Another top ADA priority for Butler was food inspection. The agency’s livestock division was understaffed yet charged with mandatory slaughterhouse inspections, milk inspections, and other related services.

Butler also worked to create a better and more efficient produce inspection program for ADA inspectors. The agency moved its inspection of produce grown in Mexico headed to the U.S. from the Mexico side of the border just across the international border near Nogales, Ariz. This helped decrease inspection costs.

There has not been a single food safety recall in Arizona on Butler's watch.

Butler discussed the joint cooperation between the California Department of Food and Agriculture (CDFA) and ADA over the years. He noted how the two agencies responded after an outbreak of e. coli O157:H7 in California-grown spinach in 2006 which sickened 71 people in five states.

The California leafy greens industry, CDFA, and others developed a leafy green marketing agreement (LGMA) program designed to create a safer supply of leafy greens. ADA followed suit with a similar LGMA program.
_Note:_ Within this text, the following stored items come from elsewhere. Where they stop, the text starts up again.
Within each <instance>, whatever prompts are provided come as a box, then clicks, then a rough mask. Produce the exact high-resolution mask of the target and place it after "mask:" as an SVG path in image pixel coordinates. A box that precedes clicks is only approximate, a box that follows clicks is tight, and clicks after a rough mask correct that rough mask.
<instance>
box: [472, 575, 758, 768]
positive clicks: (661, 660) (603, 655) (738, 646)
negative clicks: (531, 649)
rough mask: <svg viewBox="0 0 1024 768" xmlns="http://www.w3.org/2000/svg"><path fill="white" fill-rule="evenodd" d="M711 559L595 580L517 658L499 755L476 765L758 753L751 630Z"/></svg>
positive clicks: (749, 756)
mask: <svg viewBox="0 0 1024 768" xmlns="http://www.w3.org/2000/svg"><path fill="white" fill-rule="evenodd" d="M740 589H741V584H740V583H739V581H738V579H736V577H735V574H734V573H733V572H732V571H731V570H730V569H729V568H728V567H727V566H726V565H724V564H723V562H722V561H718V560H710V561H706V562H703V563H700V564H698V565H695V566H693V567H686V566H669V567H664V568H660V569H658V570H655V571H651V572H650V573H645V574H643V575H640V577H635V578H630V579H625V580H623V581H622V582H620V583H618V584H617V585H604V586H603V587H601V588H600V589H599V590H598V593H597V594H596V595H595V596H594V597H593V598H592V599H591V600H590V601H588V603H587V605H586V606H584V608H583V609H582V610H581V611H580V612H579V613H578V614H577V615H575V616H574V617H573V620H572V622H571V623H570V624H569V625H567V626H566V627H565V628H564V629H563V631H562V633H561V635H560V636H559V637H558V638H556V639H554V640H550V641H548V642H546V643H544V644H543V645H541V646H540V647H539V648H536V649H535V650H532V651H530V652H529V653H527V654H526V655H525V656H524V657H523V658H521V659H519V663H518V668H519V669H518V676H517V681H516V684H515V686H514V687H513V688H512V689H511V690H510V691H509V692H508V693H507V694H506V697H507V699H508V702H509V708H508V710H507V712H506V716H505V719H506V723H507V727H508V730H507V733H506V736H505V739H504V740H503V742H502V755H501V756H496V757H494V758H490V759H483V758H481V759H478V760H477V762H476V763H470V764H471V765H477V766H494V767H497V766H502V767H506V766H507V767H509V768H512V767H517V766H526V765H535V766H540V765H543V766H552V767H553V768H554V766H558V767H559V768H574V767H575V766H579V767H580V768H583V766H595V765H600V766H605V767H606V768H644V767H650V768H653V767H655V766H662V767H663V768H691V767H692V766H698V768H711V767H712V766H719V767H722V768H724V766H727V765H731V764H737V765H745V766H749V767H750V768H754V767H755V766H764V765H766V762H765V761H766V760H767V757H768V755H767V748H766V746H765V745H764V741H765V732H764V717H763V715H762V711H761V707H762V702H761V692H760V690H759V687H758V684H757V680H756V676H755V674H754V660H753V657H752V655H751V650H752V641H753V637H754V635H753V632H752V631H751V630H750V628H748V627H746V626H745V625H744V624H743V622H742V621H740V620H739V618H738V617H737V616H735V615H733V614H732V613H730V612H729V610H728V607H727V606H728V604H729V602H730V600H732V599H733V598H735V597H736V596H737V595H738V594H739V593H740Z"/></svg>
One of the biggest challenges Butler faced during his tenure has been decreased funding of the agency. The Great Recession and related funding cuts from the federal government and elsewhere have taken a heavy toll on the ADA’s coffers.

The ADA had 300 employees when Butler came on board. Today, the number is about 240; a 20-percent reduction in the last decade.

“We are doing more with less,” Butler said.

The ADA budget is about $25 million dollars. About two-thirds come from the federal government, fees, and grants. The remaining third ($8 million) is from state taxpayers.

The ADA budget today is less than the department’s budget in 1991.